Monthly Archives: April 2009

GOP TO “REBRAND”?

According to an article on cnn.com:  “Coming soon to a battleground state near you: a new effort to revive the image of the Republican Party and to counter President Obama’s characterization of Republicans as “the party of ‘no.'”

Not a bad idea to rebrand before they have anymore deflections from the Party including members of Congress!  The key to success for the GOP will be a shift to the middle and an effort to tone down the right-winged rhetoric.  Immigration is a prime example of where the right has lost its way.  When elected officials vote on policies shaped by the media rather than on what is best for the country, they miss the boat. 

Rush, Lou and others like them want high ratings, controversy is entertaining and it sells.  The more people who watch, the more money their stations make from advertisers.  Being disagreeable makes for engaging radio and television.  On the other hand, as the Republican Party has so aptly demonstrated, being the “party of no” is not what the voters want from their elected officials.  It is probably a safe bet that most Americans want improvement, change, and progress.  If we trust those at the helm, we generally should let them make the decisions that they truly believe are in the best interest of the country. 

During President Obama’s Presidential campaign, he made it clear that he supported Comprehensive Immigration Reform and he is keeping true to his word and giving it a good-faith effort.  Those who follow immigration would undoubtedly agree that the laws are outdated and need to be changed.  Our current system is not working.  The question becomes what elements should be included in a CIR bill.  Border Security, vast improvement of the existing laws for legal immigration and a solution to deal with the undocumented are three major elements.  Will it be easy?  No, but neither are most worthwhile endeavors.

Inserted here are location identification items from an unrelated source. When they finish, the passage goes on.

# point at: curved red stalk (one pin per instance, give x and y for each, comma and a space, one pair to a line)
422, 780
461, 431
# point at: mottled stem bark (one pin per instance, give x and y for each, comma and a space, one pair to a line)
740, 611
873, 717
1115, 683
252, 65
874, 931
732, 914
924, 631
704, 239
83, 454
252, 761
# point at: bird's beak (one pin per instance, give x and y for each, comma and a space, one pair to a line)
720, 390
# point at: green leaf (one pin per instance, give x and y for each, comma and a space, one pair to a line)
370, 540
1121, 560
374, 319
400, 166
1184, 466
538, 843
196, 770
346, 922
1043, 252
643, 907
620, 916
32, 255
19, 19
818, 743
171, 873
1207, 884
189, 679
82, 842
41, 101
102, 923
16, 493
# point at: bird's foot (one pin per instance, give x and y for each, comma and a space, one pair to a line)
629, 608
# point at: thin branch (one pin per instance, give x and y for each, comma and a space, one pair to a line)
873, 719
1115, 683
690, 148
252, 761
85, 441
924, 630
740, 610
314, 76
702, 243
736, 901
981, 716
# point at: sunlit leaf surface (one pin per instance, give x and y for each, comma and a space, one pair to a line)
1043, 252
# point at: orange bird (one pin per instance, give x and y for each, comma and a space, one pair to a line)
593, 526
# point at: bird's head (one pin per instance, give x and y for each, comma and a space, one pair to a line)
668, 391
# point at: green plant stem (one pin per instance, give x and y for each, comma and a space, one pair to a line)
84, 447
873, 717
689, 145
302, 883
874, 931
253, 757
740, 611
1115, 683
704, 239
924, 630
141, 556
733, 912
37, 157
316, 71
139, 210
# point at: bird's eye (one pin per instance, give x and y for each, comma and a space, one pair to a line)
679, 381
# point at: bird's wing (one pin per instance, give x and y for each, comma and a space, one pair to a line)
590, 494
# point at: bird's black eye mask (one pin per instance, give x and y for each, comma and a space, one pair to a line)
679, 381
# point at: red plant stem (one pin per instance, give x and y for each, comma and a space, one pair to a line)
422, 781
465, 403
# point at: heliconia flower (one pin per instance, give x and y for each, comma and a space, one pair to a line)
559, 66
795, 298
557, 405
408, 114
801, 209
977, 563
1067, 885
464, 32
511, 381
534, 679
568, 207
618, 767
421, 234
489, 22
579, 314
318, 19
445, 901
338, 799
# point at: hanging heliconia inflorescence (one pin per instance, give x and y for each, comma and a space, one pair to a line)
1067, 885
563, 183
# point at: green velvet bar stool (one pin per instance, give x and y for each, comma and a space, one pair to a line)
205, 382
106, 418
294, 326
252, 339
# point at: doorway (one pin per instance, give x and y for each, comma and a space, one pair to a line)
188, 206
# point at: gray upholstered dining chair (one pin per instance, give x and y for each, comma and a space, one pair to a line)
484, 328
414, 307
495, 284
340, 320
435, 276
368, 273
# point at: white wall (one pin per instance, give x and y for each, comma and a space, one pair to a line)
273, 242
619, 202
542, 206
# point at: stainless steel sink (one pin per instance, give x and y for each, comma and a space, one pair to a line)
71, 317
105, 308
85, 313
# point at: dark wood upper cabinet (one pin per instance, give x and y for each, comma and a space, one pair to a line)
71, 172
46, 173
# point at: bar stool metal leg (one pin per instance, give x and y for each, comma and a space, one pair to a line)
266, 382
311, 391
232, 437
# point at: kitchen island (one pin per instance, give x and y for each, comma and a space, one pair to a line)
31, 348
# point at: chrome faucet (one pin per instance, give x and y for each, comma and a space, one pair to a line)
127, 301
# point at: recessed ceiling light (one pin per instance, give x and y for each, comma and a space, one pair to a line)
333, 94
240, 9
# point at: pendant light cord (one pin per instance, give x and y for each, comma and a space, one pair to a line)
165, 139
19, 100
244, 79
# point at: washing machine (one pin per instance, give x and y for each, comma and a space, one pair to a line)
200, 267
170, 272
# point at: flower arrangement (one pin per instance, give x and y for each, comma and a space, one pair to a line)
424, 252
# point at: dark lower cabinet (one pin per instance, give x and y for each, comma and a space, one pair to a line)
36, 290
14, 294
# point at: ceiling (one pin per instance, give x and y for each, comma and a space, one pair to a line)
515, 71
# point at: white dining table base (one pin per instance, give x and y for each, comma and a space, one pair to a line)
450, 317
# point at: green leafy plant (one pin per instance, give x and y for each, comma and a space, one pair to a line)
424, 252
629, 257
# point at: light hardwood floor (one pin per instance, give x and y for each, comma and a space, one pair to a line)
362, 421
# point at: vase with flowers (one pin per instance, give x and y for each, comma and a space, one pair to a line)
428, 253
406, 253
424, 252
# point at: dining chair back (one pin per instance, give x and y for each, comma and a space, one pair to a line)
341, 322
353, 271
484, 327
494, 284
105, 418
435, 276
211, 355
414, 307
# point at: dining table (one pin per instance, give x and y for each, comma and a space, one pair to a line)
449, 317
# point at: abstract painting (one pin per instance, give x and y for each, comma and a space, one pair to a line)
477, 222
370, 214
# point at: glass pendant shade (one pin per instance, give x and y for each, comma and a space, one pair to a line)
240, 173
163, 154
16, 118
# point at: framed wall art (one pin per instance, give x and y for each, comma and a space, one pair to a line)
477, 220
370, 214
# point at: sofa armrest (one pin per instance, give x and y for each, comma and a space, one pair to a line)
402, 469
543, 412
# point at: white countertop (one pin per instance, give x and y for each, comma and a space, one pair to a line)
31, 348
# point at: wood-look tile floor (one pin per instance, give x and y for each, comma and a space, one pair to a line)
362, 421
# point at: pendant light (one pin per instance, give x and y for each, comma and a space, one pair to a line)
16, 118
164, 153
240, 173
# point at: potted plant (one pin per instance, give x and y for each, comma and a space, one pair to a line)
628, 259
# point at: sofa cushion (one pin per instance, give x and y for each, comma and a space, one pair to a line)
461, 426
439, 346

SENATOR ARLEN SPECTER DEFECTION TO DEMOCRATS GOOD FOR IMMIGRATION REFORM PROSPECTS

The last two attempts at Comprehensive Immigration Reform died in the US Senate.  As the issue resurges, and it repeatedly will until the current system is reformed, it is most helpful to have as many independent-minded supporters of CIR as possible in both Houses of Congress.  I always found Senator Specter to be a moderate Republican on the issue of immigration as were Senator McCain and Senator Graham.  The conservative base of the Republican party, to its peril, tends to demonize and alienate anyone who supports a workable solution to our immigration crisis.  It is tough for a politician to simultaneously vote in favor of a legalization program for the undocumented and be a respected conservative in this age of trash talk radion and cable “news” shows.

IS NOW A GOOD TIME FOR IMMIGRATION REFORM?

According to an interesting opinion piece by T. Alexander Aleinikoff that appeared on washingtonpost.com, there are several reasons why now might be an ideal time to re-introduce comprehensive immigration reform.

On a related note, the Senate Judiciary Committee is expected to hold a hearing on CIR this week.  Bringing the undocumented out of the shadows would increase the country’s level of security and having them pay fines and taxes on earnings should increase revenue for states and the federal government.

It will be interesting to see:  (1) how the Obama administration will present the issue and (2) whether the American people will be moved by the anti-immigrant sentiment that prevailed in the previous immigration debates.

USCIS ACTING DIRECTOR DISCUSSES EMPLOYMENT-BASED VISA WAIT TIMES

According to an entry by USCIS Acting Deputy Director Mike Aytes in the agency’s Leadership Journal:  “We attribute the increase in adjustment application filings to a couple things. First, customers’ anticipation of USCIS’ filing fee increase in July 2007. Second, a unique opportunity for workers and their families to file adjustment applications based on the visa availability date announced in the July 2007 Immigrant Visa Bulletin. Many of these availability dates have since reverted, creating a backlog of adjustment applications that cannot be adjudicated until a visa becomes available.”

JUDGE ORDERS USCIS TO REOPEN WIDOWS’ GREEN CARD CASES

According to the Associated Press:  “A federal judge tentatively ordered the Department of Homeland Security to reopen the cases of 22 people who were denied green cards because their American spouses died during the application process.”

If this case leads to a policy change, it would be another example of fair immigration policy stemming from litigation rather than common-sense legislation and regulations.